Determining the role of HLA variation in inflammatory bowel disease
Study code
NBR42
Lead researcher
Prof. Jack Satsangi
Study type
Participant re-contact
Institution or company
University of Oxford
Researcher type
Non-commercial
Speciality area
Gastroenterology
Summary
Inflammatory Bowel Diseases (IBD) are inflammatory disorders that affect the gastrointestinal tract, of which the main types are Crohn’s disease (CD) and ulcerative colitis (UC). There is no cure for these often life-changing severe diseases, but a number of medications have been introduced that target the body's immune response in an attempt to control symptoms. Biologics, as they are known, are an important addition to these medications. The most widely used biologics target an immune modulator known as Tumour Necrosis Factor, or TNF, which contributes to the characteristic inflammation seen in CD and UC patients. While highly effective therapies in some individuals, the use of biologics is limited by a percentage of patients (10-40%) who do not respond at all to these therapies (primary non-response) and by loss of response (in 24-46% of patients) to treatment in the first year. Secondary loss of response is commonly due to a patient's development of antibodies against the medication, rendering it less effective over time.
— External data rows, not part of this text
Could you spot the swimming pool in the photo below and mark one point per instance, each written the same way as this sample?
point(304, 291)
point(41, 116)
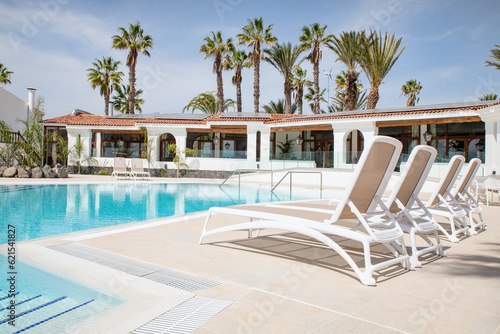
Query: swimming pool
point(46, 303)
point(45, 210)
A group of genes and proteins, known as HLA molecules, are of great interest in IBD, as these have now been implicated as causal or contributory to both disease progression and severity, as well as loss of response in both CD and UC patients. Specifically, large scale genomics studies have implicated the specific HLA class II molecule, HLA-DRA/DRB1*01:03 as having a primary role in determining both severity and susceptibility in both CD and UC, while the molecule HLA-DQA1*05/DQB1*02 has been implicated in the development of antibodies against biologic therapies.
We will investigate the roles of HLA-DRA/DRB1*01:03 and HLA-DQA1*05/DQB1*02 in the development and progression of CD and UC, as well as in the development of antibodies against anti-TNF therapies for CD and UC. Focusing specifically on antigen processing and presentation, our aim is to characterise the preferred protein binding sequence of these HLA molecules and determine the host, pathogen, or environmental antigens to which they bind; or the parts of the infliximab and adalimumab molecules which are involved in the production of neutralising antibodies.